Member of Maharashtra Legislative Assembly
- In office 2009–2014
- Preceded by: Dilip Bansod
- Succeeded by: Vijay Rahangdale
- Constituency: Tirora
- In office 1995–1999
- Preceded by: Chunnilal Thakur
- Succeeded by: Khomeshwar Rahangdale
- Constituency: Goregaon, Bhandara
- In office 1985–1989
- Preceded by: Girijashankar Singh Nagpure
- Succeeded by: Chunnilal Thakur
- Constituency: Goregaon, Bhandara

Member of Parliament, Lok Sabha
- In office 1989–1991
- Preceded by: Keshavrao Pardhi
- Succeeded by: Praful Patel
- Constituency: Bhandara

Personal details
- Born: 16 August 1951 (age 75) Hirdamali, Bhandara district
- Party: Bharatiya Janata Party
- Other political affiliations: Indian National Congress
- Spouse: Sushila Bopche ​(m. 1972)​
- Children: 2 sons, 3 daughters
- Parent: Parasram Bopche (father);
- Education: Diploma in Homeopathy medicine & Biochemistry
- Profession: Medical Practitioner, Politician

= Khushal Bopche =

Indian politician

Khushal Bopche (born 16 August 1951) is an Indian politician from the Bhartiya Janta Party.

==Political career==

Khushal Bopche is a member of the Rashtriya Swayamsevak Sangh (RSS), a far-right Hindu nationalist paramilitary volunteer organisation.

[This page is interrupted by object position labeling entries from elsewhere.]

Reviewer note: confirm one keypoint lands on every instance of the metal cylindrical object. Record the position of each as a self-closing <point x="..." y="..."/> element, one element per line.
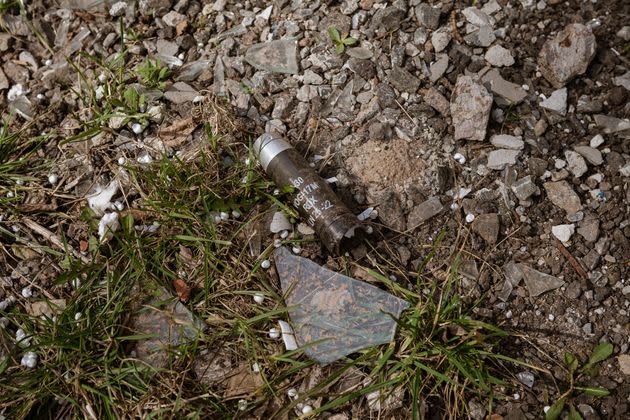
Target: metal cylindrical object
<point x="336" y="226"/>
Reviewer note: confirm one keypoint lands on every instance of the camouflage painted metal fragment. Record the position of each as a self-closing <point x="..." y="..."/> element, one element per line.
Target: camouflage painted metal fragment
<point x="334" y="315"/>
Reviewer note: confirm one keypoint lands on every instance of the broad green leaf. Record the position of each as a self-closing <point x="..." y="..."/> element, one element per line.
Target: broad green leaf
<point x="555" y="410"/>
<point x="571" y="361"/>
<point x="574" y="414"/>
<point x="349" y="41"/>
<point x="594" y="391"/>
<point x="334" y="34"/>
<point x="600" y="353"/>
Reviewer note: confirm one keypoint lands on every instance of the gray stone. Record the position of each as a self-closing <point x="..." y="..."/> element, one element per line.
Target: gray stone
<point x="427" y="16"/>
<point x="181" y="93"/>
<point x="538" y="283"/>
<point x="173" y="18"/>
<point x="149" y="7"/>
<point x="499" y="56"/>
<point x="567" y="55"/>
<point x="556" y="102"/>
<point x="562" y="195"/>
<point x="563" y="232"/>
<point x="279" y="56"/>
<point x="4" y="82"/>
<point x="525" y="188"/>
<point x="190" y="71"/>
<point x="404" y="81"/>
<point x="575" y="163"/>
<point x="487" y="226"/>
<point x="437" y="101"/>
<point x="5" y="41"/>
<point x="440" y="39"/>
<point x="591" y="154"/>
<point x="387" y="19"/>
<point x="424" y="211"/>
<point x="483" y="37"/>
<point x="510" y="92"/>
<point x="438" y="68"/>
<point x="118" y="9"/>
<point x="589" y="229"/>
<point x="526" y="378"/>
<point x="470" y="109"/>
<point x="279" y="222"/>
<point x="165" y="47"/>
<point x="499" y="159"/>
<point x="624" y="33"/>
<point x="611" y="125"/>
<point x="505" y="141"/>
<point x="623" y="80"/>
<point x="477" y="17"/>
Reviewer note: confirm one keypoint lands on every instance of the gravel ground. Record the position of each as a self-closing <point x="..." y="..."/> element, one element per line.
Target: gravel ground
<point x="505" y="122"/>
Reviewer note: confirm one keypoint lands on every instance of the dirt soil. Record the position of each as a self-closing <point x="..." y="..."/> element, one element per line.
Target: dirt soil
<point x="380" y="118"/>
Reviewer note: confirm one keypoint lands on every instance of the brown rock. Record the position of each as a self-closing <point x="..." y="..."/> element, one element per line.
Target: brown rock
<point x="567" y="55"/>
<point x="487" y="226"/>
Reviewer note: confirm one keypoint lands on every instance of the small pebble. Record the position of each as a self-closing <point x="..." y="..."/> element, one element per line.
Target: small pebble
<point x="137" y="128"/>
<point x="29" y="360"/>
<point x="27" y="292"/>
<point x="274" y="333"/>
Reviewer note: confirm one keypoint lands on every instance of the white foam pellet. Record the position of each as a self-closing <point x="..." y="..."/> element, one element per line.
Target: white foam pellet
<point x="27" y="292"/>
<point x="137" y="128"/>
<point x="274" y="333"/>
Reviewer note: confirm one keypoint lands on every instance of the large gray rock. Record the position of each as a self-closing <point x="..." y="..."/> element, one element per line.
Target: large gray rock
<point x="427" y="16"/>
<point x="508" y="91"/>
<point x="470" y="109"/>
<point x="567" y="55"/>
<point x="562" y="195"/>
<point x="278" y="56"/>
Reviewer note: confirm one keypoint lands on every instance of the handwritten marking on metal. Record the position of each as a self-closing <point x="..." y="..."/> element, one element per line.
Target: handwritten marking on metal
<point x="334" y="315"/>
<point x="307" y="200"/>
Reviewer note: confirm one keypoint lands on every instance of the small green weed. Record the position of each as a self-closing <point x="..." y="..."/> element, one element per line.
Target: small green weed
<point x="152" y="74"/>
<point x="340" y="42"/>
<point x="575" y="373"/>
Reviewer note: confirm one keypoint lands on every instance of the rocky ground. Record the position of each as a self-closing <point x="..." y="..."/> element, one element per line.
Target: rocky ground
<point x="503" y="121"/>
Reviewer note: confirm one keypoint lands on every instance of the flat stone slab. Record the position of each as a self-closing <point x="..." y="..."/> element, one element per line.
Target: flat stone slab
<point x="279" y="56"/>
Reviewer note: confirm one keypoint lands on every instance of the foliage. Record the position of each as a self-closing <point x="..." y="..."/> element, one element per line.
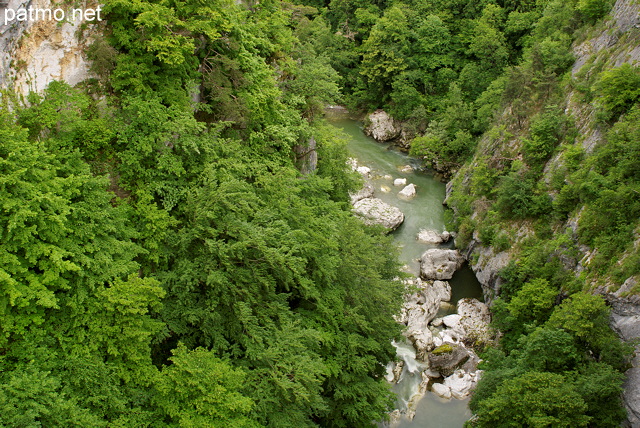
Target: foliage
<point x="533" y="399"/>
<point x="200" y="389"/>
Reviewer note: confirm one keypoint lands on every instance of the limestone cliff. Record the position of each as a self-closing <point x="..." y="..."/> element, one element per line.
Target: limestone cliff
<point x="601" y="47"/>
<point x="36" y="52"/>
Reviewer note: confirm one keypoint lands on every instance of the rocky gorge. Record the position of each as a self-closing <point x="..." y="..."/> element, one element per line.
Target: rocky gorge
<point x="442" y="334"/>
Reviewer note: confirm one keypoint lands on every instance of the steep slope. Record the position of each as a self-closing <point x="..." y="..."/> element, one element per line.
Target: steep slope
<point x="513" y="207"/>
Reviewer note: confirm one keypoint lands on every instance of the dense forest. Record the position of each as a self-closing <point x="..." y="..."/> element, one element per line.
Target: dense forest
<point x="168" y="259"/>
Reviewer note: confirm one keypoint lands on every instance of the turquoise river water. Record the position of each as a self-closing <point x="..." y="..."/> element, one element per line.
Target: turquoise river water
<point x="425" y="211"/>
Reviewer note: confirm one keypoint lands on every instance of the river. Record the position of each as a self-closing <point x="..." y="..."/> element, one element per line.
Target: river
<point x="425" y="211"/>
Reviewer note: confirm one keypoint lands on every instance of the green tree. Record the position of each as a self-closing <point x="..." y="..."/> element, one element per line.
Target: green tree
<point x="199" y="389"/>
<point x="533" y="399"/>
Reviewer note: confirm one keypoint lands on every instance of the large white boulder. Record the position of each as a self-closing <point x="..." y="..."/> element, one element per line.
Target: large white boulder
<point x="375" y="211"/>
<point x="440" y="263"/>
<point x="419" y="309"/>
<point x="441" y="390"/>
<point x="380" y="126"/>
<point x="408" y="192"/>
<point x="367" y="191"/>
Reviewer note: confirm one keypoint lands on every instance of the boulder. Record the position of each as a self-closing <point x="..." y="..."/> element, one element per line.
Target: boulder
<point x="408" y="192"/>
<point x="631" y="393"/>
<point x="419" y="309"/>
<point x="447" y="357"/>
<point x="441" y="390"/>
<point x="380" y="126"/>
<point x="437" y="322"/>
<point x="428" y="236"/>
<point x="474" y="320"/>
<point x="352" y="163"/>
<point x="440" y="263"/>
<point x="452" y="321"/>
<point x="375" y="211"/>
<point x="367" y="191"/>
<point x="365" y="171"/>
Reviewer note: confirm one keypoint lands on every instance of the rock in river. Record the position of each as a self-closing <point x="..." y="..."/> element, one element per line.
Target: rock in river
<point x="366" y="192"/>
<point x="427" y="236"/>
<point x="440" y="263"/>
<point x="375" y="211"/>
<point x="447" y="357"/>
<point x="408" y="192"/>
<point x="380" y="126"/>
<point x="419" y="309"/>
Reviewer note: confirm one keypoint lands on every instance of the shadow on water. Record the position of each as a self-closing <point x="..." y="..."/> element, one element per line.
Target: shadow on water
<point x="425" y="211"/>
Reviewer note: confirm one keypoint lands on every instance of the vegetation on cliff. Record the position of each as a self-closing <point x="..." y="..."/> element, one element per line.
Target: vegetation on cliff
<point x="485" y="89"/>
<point x="165" y="263"/>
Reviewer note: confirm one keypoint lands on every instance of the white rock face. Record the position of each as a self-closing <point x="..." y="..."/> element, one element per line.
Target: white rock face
<point x="381" y="126"/>
<point x="452" y="321"/>
<point x="367" y="191"/>
<point x="408" y="192"/>
<point x="418" y="311"/>
<point x="441" y="390"/>
<point x="365" y="171"/>
<point x="474" y="320"/>
<point x="375" y="211"/>
<point x="440" y="263"/>
<point x="352" y="163"/>
<point x="46" y="51"/>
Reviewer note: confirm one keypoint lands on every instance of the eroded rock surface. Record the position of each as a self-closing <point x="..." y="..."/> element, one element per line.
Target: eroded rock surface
<point x="375" y="211"/>
<point x="380" y="126"/>
<point x="440" y="263"/>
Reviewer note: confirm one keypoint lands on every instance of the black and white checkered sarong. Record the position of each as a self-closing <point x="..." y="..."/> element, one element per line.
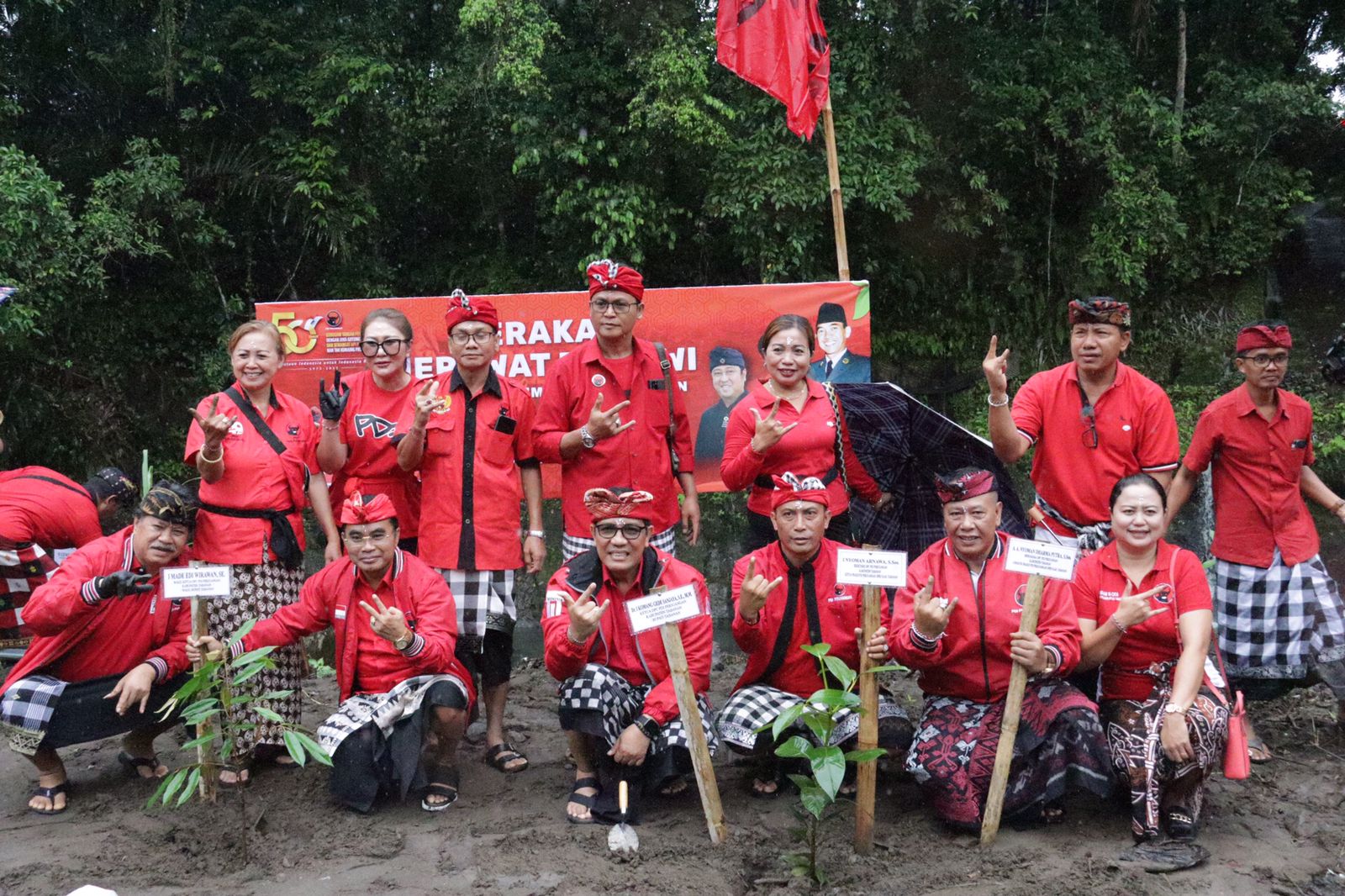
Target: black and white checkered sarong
<point x="26" y="710"/>
<point x="600" y="689"/>
<point x="757" y="705"/>
<point x="484" y="599"/>
<point x="385" y="710"/>
<point x="575" y="546"/>
<point x="1278" y="622"/>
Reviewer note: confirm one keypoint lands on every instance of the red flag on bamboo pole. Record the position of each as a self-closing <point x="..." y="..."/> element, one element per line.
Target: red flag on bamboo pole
<point x="782" y="47"/>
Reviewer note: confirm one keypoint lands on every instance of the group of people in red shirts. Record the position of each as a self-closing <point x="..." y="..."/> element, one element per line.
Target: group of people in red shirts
<point x="437" y="506"/>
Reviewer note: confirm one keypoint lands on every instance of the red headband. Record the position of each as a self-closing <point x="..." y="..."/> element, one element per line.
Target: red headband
<point x="609" y="275"/>
<point x="463" y="307"/>
<point x="605" y="503"/>
<point x="970" y="485"/>
<point x="360" y="510"/>
<point x="1263" y="336"/>
<point x="790" y="488"/>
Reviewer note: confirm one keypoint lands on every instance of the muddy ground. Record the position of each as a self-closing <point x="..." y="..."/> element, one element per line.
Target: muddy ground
<point x="1281" y="831"/>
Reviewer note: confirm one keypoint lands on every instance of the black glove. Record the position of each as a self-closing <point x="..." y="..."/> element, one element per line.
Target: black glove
<point x="333" y="401"/>
<point x="121" y="582"/>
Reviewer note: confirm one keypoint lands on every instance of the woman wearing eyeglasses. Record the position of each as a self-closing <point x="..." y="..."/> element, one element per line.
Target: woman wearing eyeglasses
<point x="360" y="421"/>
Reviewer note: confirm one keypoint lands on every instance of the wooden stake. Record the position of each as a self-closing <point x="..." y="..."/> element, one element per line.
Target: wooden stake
<point x="694" y="734"/>
<point x="837" y="205"/>
<point x="1009" y="727"/>
<point x="867" y="774"/>
<point x="206" y="759"/>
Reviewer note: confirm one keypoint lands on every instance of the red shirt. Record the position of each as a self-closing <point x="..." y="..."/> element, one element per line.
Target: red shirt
<point x="634" y="459"/>
<point x="972" y="661"/>
<point x="1258" y="466"/>
<point x="331" y="598"/>
<point x="81" y="635"/>
<point x="840" y="613"/>
<point x="809" y="450"/>
<point x="470" y="515"/>
<point x="256" y="478"/>
<point x="1137" y="432"/>
<point x="45" y="513"/>
<point x="367" y="430"/>
<point x="1098" y="587"/>
<point x="636" y="658"/>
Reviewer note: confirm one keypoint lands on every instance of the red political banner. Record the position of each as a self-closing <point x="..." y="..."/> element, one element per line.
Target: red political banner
<point x="782" y="47"/>
<point x="705" y="329"/>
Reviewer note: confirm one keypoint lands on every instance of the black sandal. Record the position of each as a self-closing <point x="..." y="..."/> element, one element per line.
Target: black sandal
<point x="501" y="755"/>
<point x="584" y="799"/>
<point x="50" y="794"/>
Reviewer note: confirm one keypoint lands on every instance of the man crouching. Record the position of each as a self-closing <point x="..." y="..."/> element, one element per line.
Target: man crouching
<point x="397" y="674"/>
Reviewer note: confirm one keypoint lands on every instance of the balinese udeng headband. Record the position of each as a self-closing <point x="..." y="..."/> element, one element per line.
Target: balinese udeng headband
<point x="1262" y="336"/>
<point x="361" y="510"/>
<point x="968" y="485"/>
<point x="463" y="308"/>
<point x="1100" y="309"/>
<point x="609" y="275"/>
<point x="607" y="503"/>
<point x="790" y="488"/>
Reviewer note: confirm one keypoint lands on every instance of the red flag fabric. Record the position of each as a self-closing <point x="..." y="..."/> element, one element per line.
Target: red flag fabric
<point x="782" y="47"/>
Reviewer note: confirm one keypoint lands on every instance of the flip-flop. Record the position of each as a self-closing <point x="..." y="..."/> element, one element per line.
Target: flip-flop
<point x="51" y="793"/>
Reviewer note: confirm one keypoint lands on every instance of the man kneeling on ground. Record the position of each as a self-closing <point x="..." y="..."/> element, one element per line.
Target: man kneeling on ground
<point x="618" y="704"/>
<point x="109" y="650"/>
<point x="396" y="630"/>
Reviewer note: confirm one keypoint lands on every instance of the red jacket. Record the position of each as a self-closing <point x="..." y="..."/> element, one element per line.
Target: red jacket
<point x="85" y="636"/>
<point x="636" y="658"/>
<point x="840" y="613"/>
<point x="972" y="661"/>
<point x="326" y="600"/>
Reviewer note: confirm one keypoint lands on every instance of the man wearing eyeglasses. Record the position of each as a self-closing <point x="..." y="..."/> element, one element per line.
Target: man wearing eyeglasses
<point x="1091" y="421"/>
<point x="612" y="412"/>
<point x="1279" y="613"/>
<point x="618" y="704"/>
<point x="396" y="630"/>
<point x="470" y="434"/>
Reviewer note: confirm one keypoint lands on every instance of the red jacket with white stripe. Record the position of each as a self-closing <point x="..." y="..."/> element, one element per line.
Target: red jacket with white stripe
<point x="639" y="660"/>
<point x="326" y="599"/>
<point x="96" y="636"/>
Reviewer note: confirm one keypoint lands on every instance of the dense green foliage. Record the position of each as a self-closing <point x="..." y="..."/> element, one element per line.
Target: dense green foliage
<point x="166" y="165"/>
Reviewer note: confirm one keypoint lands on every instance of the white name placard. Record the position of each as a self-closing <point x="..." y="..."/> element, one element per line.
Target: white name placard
<point x="881" y="568"/>
<point x="663" y="607"/>
<point x="206" y="582"/>
<point x="1040" y="559"/>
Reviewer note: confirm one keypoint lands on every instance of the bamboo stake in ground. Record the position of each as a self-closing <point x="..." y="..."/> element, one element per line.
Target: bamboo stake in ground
<point x="206" y="759"/>
<point x="837" y="205"/>
<point x="694" y="732"/>
<point x="867" y="774"/>
<point x="1009" y="727"/>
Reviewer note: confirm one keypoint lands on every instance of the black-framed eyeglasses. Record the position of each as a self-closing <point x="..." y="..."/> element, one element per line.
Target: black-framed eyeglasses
<point x="629" y="530"/>
<point x="369" y="347"/>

- 1976-1981 He started his political career as vice Sarpanch at Gram panchayat Hirdamali.
- 1980-1985 he was Member of Panchayat Simiti Goregaon .
- 1981-1985 He was President of Bhartiya Janta Yuva morcha Bhandara District.
- 1985-1989 He was MLA from Goregaon in Maharashtra Assembly.
- 1985-1990 He was President of Bhartiya Janta Yuva morcha Maharashtra Pradesh .
- 1989-1991 He was also Member of Parliament representing Bhandara (Lok Sabha constituency) in 9th Loksabha .
- 1995-1999 He was Member of legislative Assembly from Goregaon.
- 1997-1998 he was chairman of Public accounts Committee .
- 2003 he was chairman of water conservation advisory council .
- He was a member of the Maharashtra Legislative Assembly, representing, Tirora. He defeated Rahangdale Sushilkumar Sukhadev of NCP by 623 votes in the 2009 elections.

Personal life

He was born and stays at Hiradamali, Goregaon in Gondia district.
He is Homoeopathic medicine practitioner and agriculturist by profession. He is married to Mrs Sushila and has two sons and three daughters.